Isis erwachte aus ihrer Starre. Mona hatte recht. Wenn die Polizei die Sachen fand, stand es schlecht für Karla. Das musste alles versteckt werden.

"In den Keller damit. Pack alles zusammen und bring es in den Keller. Hinter dem Regal mit den Waschmitteln befindet sich ein Hohlraum. Der ist mit einem Blech abgedichtet. Leg dort alles rein und stell die Flaschen wieder davor."

"Die werden die Waschmittel aus dem Regal räumen und dann sehen sie, dass sich dort ein Hohlraum befindet", wandte Mona ein.

"Nein, werden sie nicht. Auf dem Blech ist ein Symbol angebracht, dass sich dahinter der Gasanschluss befinden würde. Das werden sie sich nicht ansehen wollen, glaub mir."

"Hoffentlich hast du recht."

Es klingelte noch einmal.

"Mach denen endlich auf, sonst treten sie dir die Tür ein."

"Die ist gesichert, genauso wie das Schloss. Was glaubst du, warum sie noch keinen Schlüsseldienst geholt haben? Der wird mindestens eine Stunde brauchen, um die Tür zu öffnen. Ich sage nicht zum Spaß, dass ihr euch niemals ausschließen dürft. Die kommen nur problemlos ins Haus, wenn ich sie hineinbitte, was ich nicht tun werde."

"Genau, halt sie so lange auf wie möglich, dass ich die Sachen zusammenpacken und verstecken kann. Ich werde mindestens zehn Minuten brauchen, vielleicht noch etwas länger. Denk dir was aus."
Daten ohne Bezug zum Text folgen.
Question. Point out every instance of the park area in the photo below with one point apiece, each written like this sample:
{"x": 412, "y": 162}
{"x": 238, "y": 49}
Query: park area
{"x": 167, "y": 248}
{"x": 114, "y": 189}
"Ich tue ich mein Möglichstes. Jetzt lauf los. Je eher du beginnst, desto schneller bis du fertig. Danach wirst du zur Arbeit fahren. Wahrscheinlich wird man dich durchsuchen, wenn du gehen willst, also pass auf, was du in deine Tasche packst."

"Vielleicht packe ich ein paar extraschwere Bücher ein, dann haben sie was zu tun."

"Hau ab!"

Mona flitzte zur Treppe und lief nach oben. Jetzt musste sie schnell machen, denn sie wusste nicht, wie lange Isis die Polizei würde aufhalten können.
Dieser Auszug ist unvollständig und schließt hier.